President Joe Biden will sign an executive order to help safeguard women's access to certain kinds of abortion procedures and contraception, just two weeks after the United States Supreme Court issued a ruling overturning Roe v. Wade.
Though he admitted he had few options to try and circumvent the landmark decision, Biden has been under immense pressure from progressives to take executive action since the decision was issued.
"President Biden has made clear that the only way to secure a woman's right to choose is for Congress to restore the protections of Roe as federal law," a White House statement said. "Until then, he has committed to doing everything in his power to defend reproductive rights and protect access to safe and legal abortion."
The July 8 executive order will instruct Health and Human Services (HHS) Secretary Xavier Becerra to take steps to secure abortion by expanding access to abortion-inducing pills approved by the Food & Drug Administration (FDA).
As Republican states pass legislation to crack down on abortion pills, Biden wants to find ways to circumvent those laws, vowing to ensure "that medication abortion is as widely accessible as possible."
Biden has instructed HHS to do all it can to secure emergency medical care, reproductive health services, family planning and emergency contraception.
He also calls for more public outreach and for the U.S. Attorney General and White House Counsel to assemble attorneys, bar associations, and public interest organizations to represent patients, providers, and third parties who may encounter legal challenges related to abortion in post-Roe America.
Other components of the sweeping executive order seek to protect interstate travel for women fleeing red states where abortion is illegal to blue states to undergo the procedure.

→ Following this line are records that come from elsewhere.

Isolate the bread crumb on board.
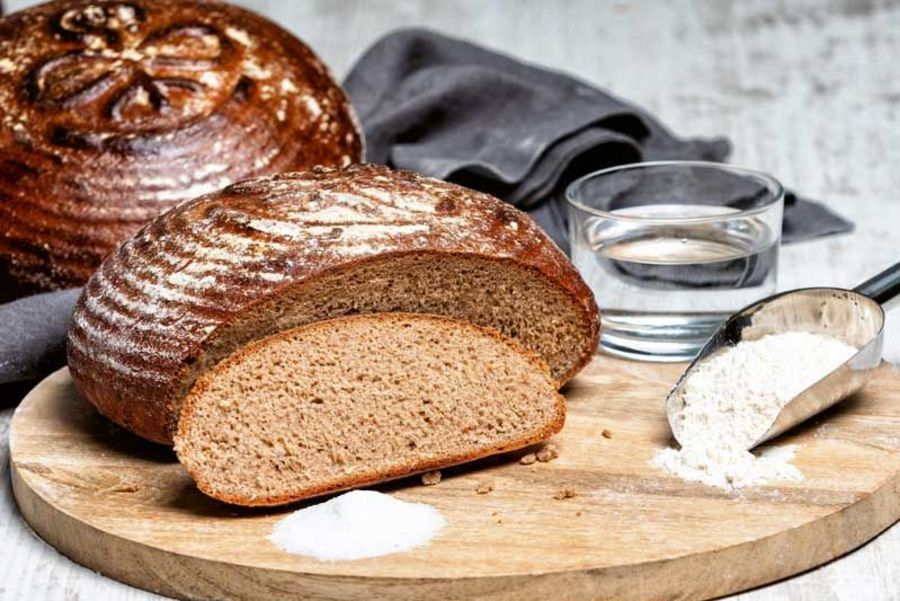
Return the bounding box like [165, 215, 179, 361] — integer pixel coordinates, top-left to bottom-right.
[475, 480, 494, 495]
[519, 453, 537, 465]
[537, 442, 559, 463]
[553, 486, 578, 501]
[422, 470, 441, 486]
[103, 482, 142, 493]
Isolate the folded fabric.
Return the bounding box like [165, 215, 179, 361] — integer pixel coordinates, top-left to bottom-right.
[0, 289, 81, 384]
[344, 29, 852, 249]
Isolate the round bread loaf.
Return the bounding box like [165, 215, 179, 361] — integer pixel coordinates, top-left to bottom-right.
[0, 0, 362, 300]
[68, 165, 599, 442]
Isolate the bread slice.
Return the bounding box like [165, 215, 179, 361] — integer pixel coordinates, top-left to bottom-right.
[175, 313, 565, 506]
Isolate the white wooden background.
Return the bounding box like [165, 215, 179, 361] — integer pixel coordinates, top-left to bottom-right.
[0, 0, 900, 601]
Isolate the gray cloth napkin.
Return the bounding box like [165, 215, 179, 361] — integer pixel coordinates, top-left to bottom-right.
[344, 29, 853, 250]
[0, 30, 852, 384]
[0, 288, 81, 384]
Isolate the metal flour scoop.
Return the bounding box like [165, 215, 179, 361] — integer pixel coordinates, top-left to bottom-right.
[666, 263, 900, 450]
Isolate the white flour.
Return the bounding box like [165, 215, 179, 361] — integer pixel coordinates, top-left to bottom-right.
[269, 490, 446, 561]
[654, 332, 857, 490]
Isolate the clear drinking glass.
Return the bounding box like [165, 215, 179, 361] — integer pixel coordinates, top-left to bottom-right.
[566, 161, 784, 361]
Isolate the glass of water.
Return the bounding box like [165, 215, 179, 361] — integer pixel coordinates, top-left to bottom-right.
[566, 161, 784, 361]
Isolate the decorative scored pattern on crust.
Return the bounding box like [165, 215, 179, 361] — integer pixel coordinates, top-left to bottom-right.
[69, 165, 597, 440]
[0, 0, 362, 297]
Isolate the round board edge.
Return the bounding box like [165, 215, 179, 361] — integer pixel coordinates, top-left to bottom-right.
[9, 366, 900, 601]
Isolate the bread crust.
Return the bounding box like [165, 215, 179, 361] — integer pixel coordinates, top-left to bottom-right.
[175, 312, 566, 507]
[0, 0, 363, 301]
[68, 165, 599, 443]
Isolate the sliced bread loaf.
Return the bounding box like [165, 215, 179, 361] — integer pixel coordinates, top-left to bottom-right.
[175, 313, 565, 506]
[68, 165, 599, 442]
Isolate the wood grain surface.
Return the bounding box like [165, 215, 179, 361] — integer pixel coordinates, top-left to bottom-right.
[0, 0, 900, 601]
[10, 357, 900, 600]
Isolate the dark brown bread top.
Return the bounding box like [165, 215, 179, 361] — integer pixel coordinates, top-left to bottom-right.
[68, 165, 598, 442]
[0, 0, 362, 300]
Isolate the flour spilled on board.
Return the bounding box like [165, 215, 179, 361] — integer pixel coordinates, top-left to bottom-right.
[653, 332, 857, 490]
[269, 490, 446, 561]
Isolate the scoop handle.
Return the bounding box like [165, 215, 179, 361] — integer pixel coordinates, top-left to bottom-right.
[854, 263, 900, 310]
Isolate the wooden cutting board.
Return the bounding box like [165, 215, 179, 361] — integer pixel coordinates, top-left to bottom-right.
[10, 357, 900, 600]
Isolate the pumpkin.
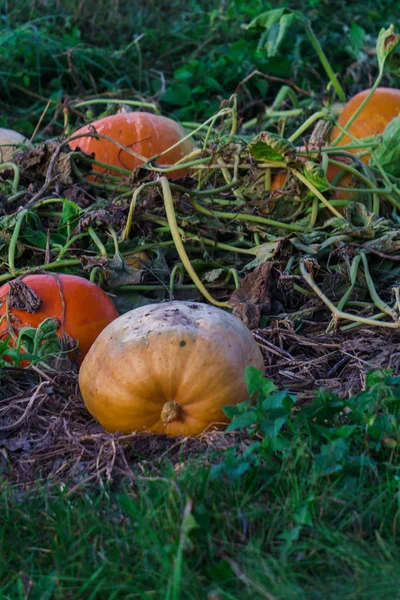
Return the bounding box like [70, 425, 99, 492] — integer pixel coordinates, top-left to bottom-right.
[0, 127, 29, 164]
[0, 273, 119, 366]
[69, 112, 194, 179]
[79, 301, 263, 436]
[331, 88, 400, 163]
[271, 146, 357, 210]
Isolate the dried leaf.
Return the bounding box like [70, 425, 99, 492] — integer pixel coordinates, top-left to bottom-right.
[8, 279, 42, 313]
[229, 262, 274, 329]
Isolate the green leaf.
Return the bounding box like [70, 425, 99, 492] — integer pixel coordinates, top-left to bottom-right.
[244, 367, 278, 397]
[244, 240, 281, 271]
[160, 83, 192, 106]
[350, 23, 366, 56]
[248, 131, 296, 162]
[376, 25, 400, 73]
[226, 410, 257, 431]
[374, 115, 400, 177]
[60, 199, 82, 229]
[246, 8, 298, 57]
[222, 400, 251, 419]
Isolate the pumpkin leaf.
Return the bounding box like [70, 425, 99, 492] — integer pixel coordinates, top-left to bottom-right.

To limit the ability of anti-abortion states to prosecute women, providers or third parties who participate in abortion procedures, Biden is tasking the Chair of the Federal Trade Commission (FTC) and the Secretary of HHS to create new privacy policies that further limit information sharing, specifically ensuring doctors and medical providers do not disclose patients' information to law enforcement.
The White House is also tapping the attorney general to provide technical assistance to states "affording legal protection to out-of-state patients as well as providers who offer legal reproductive health care."
The executive order also reiterates that the Office of Personnel Management affirms that paid sick leave can used to cover absences for travel to have an abortion and that the Department of Defense will continue to provide abortions for DoD military and civilian servicewomen.